Les IA génératives, exportées dans le monde entier vont-elles engendrer une uniformisation des valeurs culturelles ? C’est ce qu'a révélé une étude de 2022. Qu’en est-il aujourd’hui ?
Les IA génératives américaines diffusent des valeurs américaines. C'est ce que révélait une étude de 2022 : The ghost in the machine has an american accent. Une des autrices, Giada Pistilli, a poursuivi des recherches sur le conflit de valeurs existant entre l'input (les données entrées par un utilisateur) et l'output (les données produites par un modèle d'IA). La docteure en philosophie et éthicienne chez Hugging Face nous livre les résultats initiaux de sa nouvelle recherche et évoque les solutions qu'elle entrevoit pour résoudre le problème des biais culturels imprégnant les IA. Entretien.
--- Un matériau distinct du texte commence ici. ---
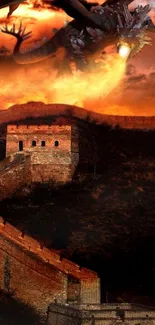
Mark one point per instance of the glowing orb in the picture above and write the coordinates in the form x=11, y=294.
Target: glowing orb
x=124, y=50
Votre étude portant sur GPT3, vous révéliez la prégnance des valeurs américaines. Lorsque vous saisissiez un extrait de la loi australienne restreignant le port des armes à feu, l'agent conversationnel générait une mise en garde contre une perte de libertés, conformément à l'idéologie libertarienne américaine. Depuis, observez-vous toujours un manque de diversité des valeurs culturelles représentées dans les IA ?
Giada Pistilli : Oui, pour vous donner un exemple, à chaque fois que je pose des questions à Gemma [le dernier modèle ouvert de Google] sur les droits LGBTQI+, et ce dans n'importe quelle langue, il me répond en convoquant le contexte législatif américain. De même, si je demande à un modèle de génération d'images comme Stable Diffusion ou Midjourney de reproduire une "maison à Pékin", il génère une image de maison traditionnelle, avec un toit en forme de pagode, très stéréotypée. Si je formule la même requête à un modèle chinois comme ERNIE ViLG [développé par Baidu], il représente une bâtisse chinoise actuelle, plus proche du gros gratte-ciel. Ce sont des exemples anecdotiques, mais les biais culturels peuvent avoir de lourdes conséquences dans un contexte ultrasensible, quand les enjeux sont plus importants que la génération de résumés ou d'images. Dans le milieu biomédical, si on importe un modèle américain, on prend le risque qu'il ne représente que ce qui est envisagé dans la loi américaine, et qu'il appréhende la médecine avec des valeurs américaines.
La diffusion de valeurs américaines par les IA comme GPT est-elle due aux bases de données sur lesquelles elles sont entraînées, qui sont majoritairement en anglais ?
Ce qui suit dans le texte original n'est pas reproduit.